The running was pretty relaxed, although it takes some getting used to the 400s.

But more, I wanted to post separately CG’s comment to that post and respond because I think she makes good points (I admit some typos.) She writes,

“i had to read your intro ¶ a few times to comprehend- i’m sure it’s just that i’m slow (mentally, too), and it wasn’t the grammatical errors, as i’m a neophyte there.

“i’ve wondered if it’s your ego that’s kept you out of much speed training and racing in the past few years. you’ve said you’ve had this-that-and-the-other issues, but i wonder if it’s just the fear of not running the times you used to that’s kept you away. when i was out on the track earlier today, i thought that someone like you, who (to your credit) has had very consistent race performances in the past might be intimidated when he shows up to a track workout and can no longer perform (even alone).

“it makes someone like you more like “one of us”. there a number of guys (and women) in your age group who run around your current race times out here on the island. but one thing i’ve noticed is that they deal with frequent ‘sub-par’ performances and ‘glorified training runs’ as part of a larger goal.

“the one thing that came to me as i putzed around the track this evening was that if you stop racing, you will hasten your decline even further (this is actually not a new “epiphany” for me- just something i re-acknowledge, as married folks re-acknowledge why they love their spouses). age is not working in your favor. that goes for the dilettantes such as myself, as well as the “racers” such as you.

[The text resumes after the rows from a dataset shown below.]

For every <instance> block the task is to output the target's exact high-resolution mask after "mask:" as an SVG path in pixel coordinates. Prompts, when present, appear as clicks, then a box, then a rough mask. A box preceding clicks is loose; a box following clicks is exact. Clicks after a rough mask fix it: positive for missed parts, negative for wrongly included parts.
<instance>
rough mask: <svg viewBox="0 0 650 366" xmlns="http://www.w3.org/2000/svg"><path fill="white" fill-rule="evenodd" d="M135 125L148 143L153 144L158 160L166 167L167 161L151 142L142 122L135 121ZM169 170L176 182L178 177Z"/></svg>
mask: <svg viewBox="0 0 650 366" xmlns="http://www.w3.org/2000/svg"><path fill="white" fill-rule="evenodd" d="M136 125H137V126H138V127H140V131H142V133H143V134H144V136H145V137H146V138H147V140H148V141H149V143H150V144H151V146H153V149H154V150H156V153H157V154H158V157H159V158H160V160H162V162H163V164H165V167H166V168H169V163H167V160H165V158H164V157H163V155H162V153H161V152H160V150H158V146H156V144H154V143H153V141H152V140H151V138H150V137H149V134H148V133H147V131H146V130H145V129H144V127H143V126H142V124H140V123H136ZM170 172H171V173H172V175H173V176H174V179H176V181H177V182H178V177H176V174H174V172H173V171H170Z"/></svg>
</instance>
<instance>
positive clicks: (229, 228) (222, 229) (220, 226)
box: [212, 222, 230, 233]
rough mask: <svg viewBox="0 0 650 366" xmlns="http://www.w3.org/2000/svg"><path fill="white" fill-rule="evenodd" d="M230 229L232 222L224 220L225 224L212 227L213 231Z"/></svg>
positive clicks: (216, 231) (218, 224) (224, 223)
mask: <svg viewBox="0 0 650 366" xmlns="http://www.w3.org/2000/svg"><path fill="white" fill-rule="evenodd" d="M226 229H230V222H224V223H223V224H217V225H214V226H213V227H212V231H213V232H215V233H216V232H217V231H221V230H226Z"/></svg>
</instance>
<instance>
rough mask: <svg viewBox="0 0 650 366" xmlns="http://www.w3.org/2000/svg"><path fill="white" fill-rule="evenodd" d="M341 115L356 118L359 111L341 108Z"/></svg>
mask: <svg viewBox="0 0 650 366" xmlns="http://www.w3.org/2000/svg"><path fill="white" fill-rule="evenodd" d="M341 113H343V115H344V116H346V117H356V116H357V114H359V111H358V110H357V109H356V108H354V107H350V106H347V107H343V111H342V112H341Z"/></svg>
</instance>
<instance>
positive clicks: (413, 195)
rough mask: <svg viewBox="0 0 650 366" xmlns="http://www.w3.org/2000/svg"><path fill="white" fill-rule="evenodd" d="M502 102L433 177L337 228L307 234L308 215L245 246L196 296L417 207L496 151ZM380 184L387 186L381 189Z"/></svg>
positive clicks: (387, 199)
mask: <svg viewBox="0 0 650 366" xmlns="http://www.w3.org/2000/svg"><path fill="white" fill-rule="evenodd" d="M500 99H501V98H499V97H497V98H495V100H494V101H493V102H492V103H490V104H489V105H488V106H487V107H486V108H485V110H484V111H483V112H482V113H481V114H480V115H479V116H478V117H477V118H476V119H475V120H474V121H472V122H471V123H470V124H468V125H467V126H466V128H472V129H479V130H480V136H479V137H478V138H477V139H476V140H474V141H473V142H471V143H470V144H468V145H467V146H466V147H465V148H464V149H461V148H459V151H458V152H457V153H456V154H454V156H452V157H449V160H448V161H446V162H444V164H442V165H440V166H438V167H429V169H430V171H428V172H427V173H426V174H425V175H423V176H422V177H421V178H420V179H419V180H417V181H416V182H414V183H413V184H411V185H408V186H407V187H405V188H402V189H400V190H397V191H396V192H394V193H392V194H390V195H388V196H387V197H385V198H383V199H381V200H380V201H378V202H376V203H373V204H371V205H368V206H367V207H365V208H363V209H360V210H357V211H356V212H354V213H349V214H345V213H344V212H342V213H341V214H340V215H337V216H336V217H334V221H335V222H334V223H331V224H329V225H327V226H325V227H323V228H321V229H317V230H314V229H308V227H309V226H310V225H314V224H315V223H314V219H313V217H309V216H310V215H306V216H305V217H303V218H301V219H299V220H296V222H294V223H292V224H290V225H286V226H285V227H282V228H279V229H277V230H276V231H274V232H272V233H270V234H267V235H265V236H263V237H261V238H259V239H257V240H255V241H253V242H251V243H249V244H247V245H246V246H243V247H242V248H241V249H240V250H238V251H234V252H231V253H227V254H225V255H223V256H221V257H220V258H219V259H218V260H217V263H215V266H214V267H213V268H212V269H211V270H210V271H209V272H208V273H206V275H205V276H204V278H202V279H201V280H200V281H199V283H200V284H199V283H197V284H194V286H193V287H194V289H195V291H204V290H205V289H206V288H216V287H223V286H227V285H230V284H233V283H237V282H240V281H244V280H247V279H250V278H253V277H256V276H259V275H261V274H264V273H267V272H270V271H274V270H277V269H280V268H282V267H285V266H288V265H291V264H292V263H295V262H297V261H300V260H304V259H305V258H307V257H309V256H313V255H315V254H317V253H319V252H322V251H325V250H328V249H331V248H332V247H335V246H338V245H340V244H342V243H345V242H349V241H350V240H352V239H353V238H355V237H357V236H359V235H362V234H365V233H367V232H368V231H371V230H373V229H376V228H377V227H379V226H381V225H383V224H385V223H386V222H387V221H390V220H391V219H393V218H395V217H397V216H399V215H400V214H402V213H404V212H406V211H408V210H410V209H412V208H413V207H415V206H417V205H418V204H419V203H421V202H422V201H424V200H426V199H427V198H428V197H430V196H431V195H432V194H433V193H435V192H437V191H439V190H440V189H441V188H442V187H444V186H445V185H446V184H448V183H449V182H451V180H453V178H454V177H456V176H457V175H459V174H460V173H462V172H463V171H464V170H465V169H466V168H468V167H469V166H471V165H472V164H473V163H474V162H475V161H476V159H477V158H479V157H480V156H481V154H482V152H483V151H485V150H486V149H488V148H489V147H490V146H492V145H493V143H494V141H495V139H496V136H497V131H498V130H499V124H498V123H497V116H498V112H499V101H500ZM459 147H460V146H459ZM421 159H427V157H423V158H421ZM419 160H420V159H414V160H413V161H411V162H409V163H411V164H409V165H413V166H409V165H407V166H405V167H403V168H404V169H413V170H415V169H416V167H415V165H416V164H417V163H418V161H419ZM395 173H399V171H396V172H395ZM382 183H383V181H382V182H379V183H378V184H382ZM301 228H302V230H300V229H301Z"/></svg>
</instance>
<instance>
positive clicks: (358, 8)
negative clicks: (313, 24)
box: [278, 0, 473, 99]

“i would put to you, “what are your racing goals?” if it’s to run longer races, then adopt that sort of plan. if shorter (and that’s what i would pursue in your position), then adopt a more speed-focused one. running daniels’ paces for track workouts may cut it for longer stuff. even if that’s your goal, i’d say run your track workouts with other guys b/c i’ve noticed over the past few years that you have a tough time completing your projected workouts. i’m not sure there’s a one where you got through the whole thing. that said, maybe you should meet up w/guys like mark t who are around your pace now and could push you to complete the sets.

“but if your goal is to set some westchester 50+ records, you’d best work a bit harder. focus on the mile or another middle distance event. do the speed training for that. it’s another level than daniels and may help you at longer stuff eventually. find some guys to push you on the track. keep up a weekly, but slow, longerish run.

“my two. slow. cents.”

Ego plays a role. But I don’t know that it’s kept me from training. In fact ego may be preventing me from racing as much as I might for fear of falling short of my expectations. So I may make excuses for not doing the work and then justify not racing on the ground that I haven’t done the work. She’s right that the more I think along those lines and the more comfortable I am with just sleeping in the faster the decline.

In my defense, my work situation is such that I don’t often get the chance to run afterward. But cutting against that is that there’s no reason I can’t get up earlier than I do and run before. In the latter stages of winter, I got better at that, often heading down to the treadmill for 30 or 40 minutes.

She’s surely right that I need to decide what racing goals I have as that demands decisions on what need to be done to reach them. She’s probably right on the substance that I might do better focusing on shorter stuff, 5Ks and 10Ks and the like. As a practical matter, that makes sense since there are more of them than HMs around (and I expect to do the Loucks 5K in a couple of weeks).

When I spoke of Sound Shore, I noted that coaching was an excuse for structuring my own training, a win/win. (And I know there are those who took exception to my approach.) The Repeats yesterday were part of doing that, i.e., looking at where things stood and trying to specifically address them.

She’s right that it would be good to join with others for speed work, but that’s just not practical. I disagree about Daniels if only because his approach is useful for any racing distance. It’s just the types of workouts and the frequency of various types that vary. But, yes, if my goal is 5Ks and 10Ks and the like, a greater dosage of the faster types of training (Repeats and Intervals) over the slower types (Tempos) is in order.

 All-in-all, quite helpful. I’m feeling more comfortable about finding my Goldilocks LR pace and can mix that up with the harder (for me) runs I do with Warren Street or at the Rockies. mix in some serious speed work. To be clear, I don’t view speed work as a miracle cure in isolation. I view it in the context of the disconnect between the speed I can maintain in a long run and the speed I can achieve in a race (albeit using only the single data-point of the recent 15K). It may be for naught. And injuries may lay me low. We shall see.